Chen Xi, Yang Jin-Zhou, Kong Ling-Yue, Li Zhi-Yu, Tang Feng, Li Zhi-Qiang
Brain Glioma Center, Department of Neurosurgery, Zhongnan Hospital of Wuhan University, Wuhan, Hubei 430071, P.R. China.
Biomed Rep. 2025 Aug 19;23(4):167. doi: 10.3892/br.2025.2045. eCollection 2025 Oct.

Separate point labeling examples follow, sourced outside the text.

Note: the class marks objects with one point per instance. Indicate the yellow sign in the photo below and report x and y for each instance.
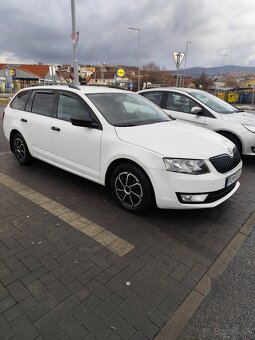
(120, 72)
(12, 72)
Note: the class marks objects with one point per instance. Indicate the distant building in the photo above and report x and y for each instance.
(19, 76)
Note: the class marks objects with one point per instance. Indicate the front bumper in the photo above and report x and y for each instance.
(168, 187)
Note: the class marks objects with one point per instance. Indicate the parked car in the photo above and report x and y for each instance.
(123, 141)
(206, 110)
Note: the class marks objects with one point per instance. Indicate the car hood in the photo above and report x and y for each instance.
(242, 116)
(176, 139)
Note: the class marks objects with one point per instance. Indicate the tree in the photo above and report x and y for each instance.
(204, 82)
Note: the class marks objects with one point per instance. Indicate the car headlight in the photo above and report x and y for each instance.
(250, 128)
(186, 166)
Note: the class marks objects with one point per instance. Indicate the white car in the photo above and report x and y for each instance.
(123, 141)
(206, 110)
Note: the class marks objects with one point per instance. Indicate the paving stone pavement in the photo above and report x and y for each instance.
(59, 283)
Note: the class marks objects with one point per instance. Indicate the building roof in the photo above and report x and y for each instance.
(38, 70)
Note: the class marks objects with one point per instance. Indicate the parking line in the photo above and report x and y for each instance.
(96, 232)
(5, 153)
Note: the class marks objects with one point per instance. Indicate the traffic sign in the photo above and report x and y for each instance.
(120, 72)
(178, 57)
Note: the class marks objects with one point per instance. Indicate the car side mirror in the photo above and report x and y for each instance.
(197, 110)
(85, 122)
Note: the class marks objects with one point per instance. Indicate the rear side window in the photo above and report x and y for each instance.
(155, 96)
(20, 100)
(43, 103)
(69, 107)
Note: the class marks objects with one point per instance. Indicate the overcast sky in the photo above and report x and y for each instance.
(35, 31)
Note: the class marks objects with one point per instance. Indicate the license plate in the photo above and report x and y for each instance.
(233, 178)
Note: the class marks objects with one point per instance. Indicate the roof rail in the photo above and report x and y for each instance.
(73, 86)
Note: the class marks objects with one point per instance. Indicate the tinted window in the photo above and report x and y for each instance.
(127, 109)
(20, 100)
(155, 96)
(69, 107)
(43, 103)
(214, 103)
(179, 102)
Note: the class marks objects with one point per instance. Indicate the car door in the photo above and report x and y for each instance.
(36, 122)
(180, 106)
(75, 148)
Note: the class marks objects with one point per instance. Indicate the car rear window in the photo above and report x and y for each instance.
(43, 103)
(20, 100)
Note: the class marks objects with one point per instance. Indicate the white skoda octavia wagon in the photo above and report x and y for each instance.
(125, 142)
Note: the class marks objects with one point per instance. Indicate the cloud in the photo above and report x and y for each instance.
(39, 31)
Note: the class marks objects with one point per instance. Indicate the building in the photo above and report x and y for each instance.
(13, 77)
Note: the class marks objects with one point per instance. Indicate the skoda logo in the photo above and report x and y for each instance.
(230, 152)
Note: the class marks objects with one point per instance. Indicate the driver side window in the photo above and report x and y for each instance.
(69, 107)
(180, 102)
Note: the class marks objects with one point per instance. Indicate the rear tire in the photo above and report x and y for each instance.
(131, 188)
(20, 149)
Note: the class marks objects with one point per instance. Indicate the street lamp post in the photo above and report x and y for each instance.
(138, 67)
(74, 41)
(185, 61)
(221, 72)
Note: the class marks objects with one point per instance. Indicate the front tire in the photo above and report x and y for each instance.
(131, 188)
(235, 140)
(20, 149)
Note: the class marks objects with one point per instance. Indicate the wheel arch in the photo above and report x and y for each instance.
(12, 134)
(229, 134)
(119, 161)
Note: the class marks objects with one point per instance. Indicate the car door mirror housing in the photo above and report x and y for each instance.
(197, 110)
(85, 122)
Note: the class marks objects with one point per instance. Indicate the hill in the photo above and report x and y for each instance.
(211, 71)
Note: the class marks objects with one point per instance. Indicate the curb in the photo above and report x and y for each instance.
(181, 317)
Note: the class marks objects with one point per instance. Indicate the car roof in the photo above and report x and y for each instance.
(172, 89)
(81, 89)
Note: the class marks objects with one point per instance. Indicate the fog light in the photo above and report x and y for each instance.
(193, 198)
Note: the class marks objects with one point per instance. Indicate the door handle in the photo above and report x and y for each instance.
(55, 128)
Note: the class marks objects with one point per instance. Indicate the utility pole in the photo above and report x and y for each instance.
(138, 54)
(185, 61)
(75, 43)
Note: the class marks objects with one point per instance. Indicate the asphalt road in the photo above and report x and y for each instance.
(59, 282)
(228, 312)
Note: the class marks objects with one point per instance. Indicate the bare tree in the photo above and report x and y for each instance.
(204, 82)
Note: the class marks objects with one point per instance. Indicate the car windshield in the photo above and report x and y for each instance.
(127, 109)
(214, 102)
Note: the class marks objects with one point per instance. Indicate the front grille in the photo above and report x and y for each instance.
(225, 163)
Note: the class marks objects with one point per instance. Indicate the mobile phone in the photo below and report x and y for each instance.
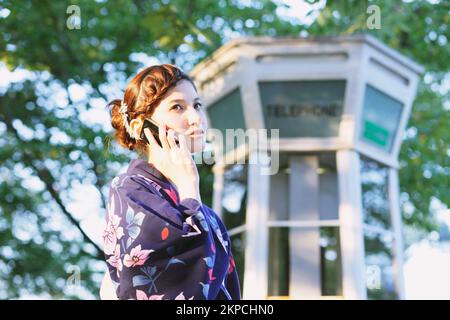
(154, 129)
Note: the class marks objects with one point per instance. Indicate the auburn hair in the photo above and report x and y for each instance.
(142, 96)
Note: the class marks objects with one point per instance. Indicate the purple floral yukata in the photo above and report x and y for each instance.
(157, 248)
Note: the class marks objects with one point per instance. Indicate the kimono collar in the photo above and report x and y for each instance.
(148, 170)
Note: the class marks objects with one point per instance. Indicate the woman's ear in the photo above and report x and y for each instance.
(136, 125)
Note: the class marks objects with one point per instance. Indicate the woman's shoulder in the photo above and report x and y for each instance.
(127, 182)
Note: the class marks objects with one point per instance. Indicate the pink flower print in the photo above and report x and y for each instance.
(109, 240)
(137, 257)
(113, 231)
(182, 297)
(140, 295)
(114, 220)
(114, 260)
(211, 277)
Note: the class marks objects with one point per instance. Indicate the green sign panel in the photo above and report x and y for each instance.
(380, 119)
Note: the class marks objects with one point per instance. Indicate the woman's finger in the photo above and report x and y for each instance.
(171, 139)
(151, 139)
(183, 143)
(163, 136)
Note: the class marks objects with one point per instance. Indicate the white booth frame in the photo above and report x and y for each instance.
(230, 68)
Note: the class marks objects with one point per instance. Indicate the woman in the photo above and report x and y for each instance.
(160, 241)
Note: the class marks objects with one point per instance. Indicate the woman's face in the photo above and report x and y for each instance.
(182, 111)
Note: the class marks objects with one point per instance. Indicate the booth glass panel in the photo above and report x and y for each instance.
(282, 258)
(303, 108)
(228, 113)
(379, 265)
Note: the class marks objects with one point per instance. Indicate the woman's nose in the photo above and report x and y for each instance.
(194, 117)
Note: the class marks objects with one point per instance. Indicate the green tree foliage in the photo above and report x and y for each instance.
(47, 148)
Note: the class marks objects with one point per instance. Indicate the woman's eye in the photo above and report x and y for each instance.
(176, 107)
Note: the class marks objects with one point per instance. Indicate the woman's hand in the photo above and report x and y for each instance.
(174, 161)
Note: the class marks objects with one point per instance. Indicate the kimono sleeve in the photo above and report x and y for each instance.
(231, 280)
(155, 250)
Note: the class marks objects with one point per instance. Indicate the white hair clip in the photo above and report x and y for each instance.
(123, 110)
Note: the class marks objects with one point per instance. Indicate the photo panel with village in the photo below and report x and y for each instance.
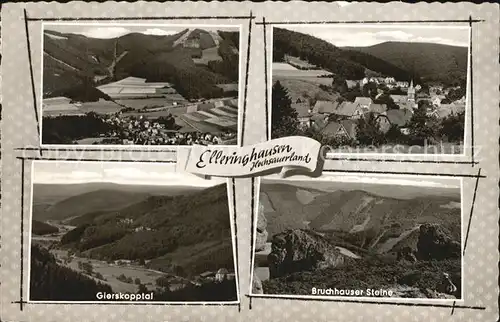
(359, 236)
(129, 232)
(144, 84)
(372, 89)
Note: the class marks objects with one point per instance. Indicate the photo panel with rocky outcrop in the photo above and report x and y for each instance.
(359, 236)
(140, 84)
(373, 89)
(122, 232)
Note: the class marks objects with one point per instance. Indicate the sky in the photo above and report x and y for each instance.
(106, 31)
(368, 35)
(116, 172)
(393, 186)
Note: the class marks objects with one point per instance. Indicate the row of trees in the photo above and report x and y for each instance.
(422, 128)
(50, 281)
(348, 63)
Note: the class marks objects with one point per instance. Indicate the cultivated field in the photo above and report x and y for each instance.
(110, 272)
(287, 70)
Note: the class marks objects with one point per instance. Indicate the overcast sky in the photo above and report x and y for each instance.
(106, 31)
(368, 35)
(117, 172)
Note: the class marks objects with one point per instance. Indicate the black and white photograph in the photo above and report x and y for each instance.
(107, 232)
(140, 84)
(340, 236)
(373, 89)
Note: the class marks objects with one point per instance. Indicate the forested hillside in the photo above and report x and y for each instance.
(347, 63)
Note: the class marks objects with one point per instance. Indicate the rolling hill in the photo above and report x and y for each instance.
(75, 64)
(72, 201)
(430, 61)
(359, 218)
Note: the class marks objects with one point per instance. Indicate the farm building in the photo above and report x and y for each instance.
(303, 113)
(394, 117)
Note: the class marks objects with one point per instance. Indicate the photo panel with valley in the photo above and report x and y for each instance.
(144, 84)
(372, 89)
(359, 236)
(129, 232)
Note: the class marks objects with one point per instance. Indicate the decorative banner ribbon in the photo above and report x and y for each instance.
(227, 161)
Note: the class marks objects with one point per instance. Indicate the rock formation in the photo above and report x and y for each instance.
(261, 236)
(435, 242)
(301, 250)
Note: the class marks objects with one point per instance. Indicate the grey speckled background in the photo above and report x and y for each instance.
(19, 130)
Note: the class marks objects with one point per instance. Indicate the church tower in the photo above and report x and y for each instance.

Epilepsy is a frequently occurring complication in patients with gliomas that substantially impairs their quality of life. The onset of epilepsy in patients with gliomas is driven by multiple mechanisms, including tumour-induced compression of the peripheral neural network, the release of neurotransmitters and inflammatory factors by tumour cells, alterations in the tumour microenvironment, and changes in gene expression. Collectively, these factors contribute to the abnormal excitability of local neurons, ultimately triggering seizures. Seizures occur in approximately 30 to 90% of patients with glioma, with a higher incidence observed in those with low-grade gliomas. The type and frequency of seizures are closely associated with tumour characteristics, such as tumour type, location, and growth rate. The current treatment strategies for glioma-related epilepsy (GRE) primarily involve antiepileptic drugs (AEDs) and tumour-directed therapies. While AEDs are effective in managing seizures, they show limited efficacy in some patients. Efforts have increasingly focused on identifying biomarkers and elucidating the molecular mechanisms underlying GRE, with the aim of developing more targeted and effective treatment approaches. The present review provides a comprehensive overview of the latest advancements in GRE research.
癫痫是胶质瘤患者常见的并发症,严重影响他们的生活质量。胶质瘤患者癫痫的发作由多种机制驱动,包括肿瘤对外周神经网络的压迫、肿瘤细胞释放神经递质和炎症因子、肿瘤微环境的改变以及基因表达的变化。这些因素共同导致局部神经元兴奋性异常,最终引发癫痫发作。约30%至90%的胶质瘤患者会发生癫痫,低级别胶质瘤患者的发病率更高。癫痫发作的类型和频率与肿瘤特征密切相关,如肿瘤类型、位置和生长速度。目前治疗胶质瘤相关癫痫(GRE)的策略主要包括抗癫痫药物(AEDs)和针对肿瘤的治疗。虽然AEDs在控制癫痫发作方面有效,但在一些患者中疗效有限。人们越来越致力于识别生物标志物并阐明GRE的分子机制,以期开发更具针对性和有效性的治疗方法。本综述全面概述了GRE研究的最新进展。